Au troisième trimestre, nous avons eu pour la première fois depuis début 2010 une bonne surprise sur les résultats. Nous avons vu une inflexion. Le quatrième trimestre pourrait être négativement impacté par l’incidence du prix du pétrole sur les pétrolières et par des facteurs comptables exceptionnels dus à des mesures gouvernementales pénalisantes pour les profits bancaires. 2015 devrait cependant se dérouler sous de meilleures auspices.

Le consensus table sur une hausse des profits de 13%. Cela vous parait-il plausible ?
Non seulement cela nous parait plausible mais nous pourrions même nous retrouver avec des révisions en hausse.

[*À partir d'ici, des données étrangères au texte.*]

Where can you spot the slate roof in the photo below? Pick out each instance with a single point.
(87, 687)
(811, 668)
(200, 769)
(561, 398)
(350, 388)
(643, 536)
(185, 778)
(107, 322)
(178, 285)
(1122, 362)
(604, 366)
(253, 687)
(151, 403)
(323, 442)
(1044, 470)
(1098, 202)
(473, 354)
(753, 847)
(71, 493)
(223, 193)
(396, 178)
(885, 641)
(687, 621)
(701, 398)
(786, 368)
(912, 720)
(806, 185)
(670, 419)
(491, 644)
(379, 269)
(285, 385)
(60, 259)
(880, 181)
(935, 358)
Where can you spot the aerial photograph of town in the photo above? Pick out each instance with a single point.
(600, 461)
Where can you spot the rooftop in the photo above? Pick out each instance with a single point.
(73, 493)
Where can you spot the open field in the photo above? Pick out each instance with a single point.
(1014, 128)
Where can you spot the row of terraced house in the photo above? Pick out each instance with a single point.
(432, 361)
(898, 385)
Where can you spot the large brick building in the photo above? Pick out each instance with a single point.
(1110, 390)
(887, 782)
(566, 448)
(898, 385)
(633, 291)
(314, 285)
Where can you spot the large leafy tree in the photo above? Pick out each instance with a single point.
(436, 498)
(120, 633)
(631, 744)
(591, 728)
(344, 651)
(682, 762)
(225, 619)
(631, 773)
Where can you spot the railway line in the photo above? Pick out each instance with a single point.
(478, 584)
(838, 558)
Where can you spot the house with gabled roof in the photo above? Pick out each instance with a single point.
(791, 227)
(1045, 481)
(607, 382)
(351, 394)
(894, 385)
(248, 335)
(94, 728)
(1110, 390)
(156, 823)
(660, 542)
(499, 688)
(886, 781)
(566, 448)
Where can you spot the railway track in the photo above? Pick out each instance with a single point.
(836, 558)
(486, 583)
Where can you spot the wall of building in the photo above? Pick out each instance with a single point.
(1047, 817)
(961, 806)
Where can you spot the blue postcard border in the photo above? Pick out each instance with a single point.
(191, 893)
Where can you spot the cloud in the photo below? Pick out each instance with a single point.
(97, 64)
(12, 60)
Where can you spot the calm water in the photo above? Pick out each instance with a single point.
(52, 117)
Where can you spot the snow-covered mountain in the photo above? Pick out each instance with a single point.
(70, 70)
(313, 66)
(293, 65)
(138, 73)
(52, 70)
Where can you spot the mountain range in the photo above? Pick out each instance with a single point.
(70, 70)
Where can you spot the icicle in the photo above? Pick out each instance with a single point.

Hormis l’embellie sur le plan des profits voyez-vous d’autres moteurs pour la revalorisation des actions européennes l’année prochaine ?
Un autre puissant moteur sera sans conteste l’injection de la massive liquidité des banques centrales dans un contextede faible inflation.

Quel principal risque identifiez-vous dans votre scénario central pour l’heure ?
Une entrée en déflation. Si l’on passe dans un scénario de déflation, nous aurons une contraction des multiples. Les investisseurs craindront d’être piégés par une tendance baissière des profits sur la durée.
Contrairement au scénario alternatif de 2011-2012 d’une explosion de la zone euro qui nous semblait peu crédible, nous évaluons la probabilité d’une entrée en déflation à 20%-30%. Nous pensons que nous sommes plus que jamais sous menace déflationniste. D’où l’impératif d’une action rapide et puissante de la BCE.

Les opérations capitalistiques pourraient-elles jouer un rôle plus influent sur le segment de marché en 2015 ?
Nous croyons que nous sommes au tout début de la période des opérations de fusion acquisition en Europe. Cela sera un levier supplémentaire non négligeable. La faiblesse des taux favorise les transactions.

Quelle revalorisation espérez-vous des actions européennes l’année prochaine ?
L’essentiel de la revalorisation viendra de la remontée des profits soit 13%. En ajoutant 2% d’expansion des multiples et 3% de dividendes, on peut espérer un rendement in fine de 20%.

De quelle manière pressentez-vous l’évolution de la volatilité ?
La volatilité est actuellement anormalement faible en raison de l’intervention des banques centrales. Elle a donc naturellement vocation à augmenter car le point de départ est trop bas. Les risques sont donc sous estimés.
Des mouvements erratiques sont vraisemblablement à attendre liés à des évènements sociaux et géopolitiques en relation avec l’Ukraine, l’Italie, la Grèce...
Nous avons tendance à recommander de détenir des positions longues de volatilité et de ne pas hésiter à être très tactiques.

Quelles thématiques jouez-vous en particulier sur le segment des actions européennes ?

Nous misons sur les sociétés européennes exportatrices. Dans cet environnement de taux bas, les rendements seront vivement recherchés par les investisseurs, ce qui milite pour également la thématique du versement des dividendes. Nous nous attachons aux dividendes soutenables en ligne avec la génération du cash flow, d’environ 3%.
Nous regardons aussi de près les valeurs qui bénéficient en tant que proie ou prédatrice des mouvements de restructuration à venir.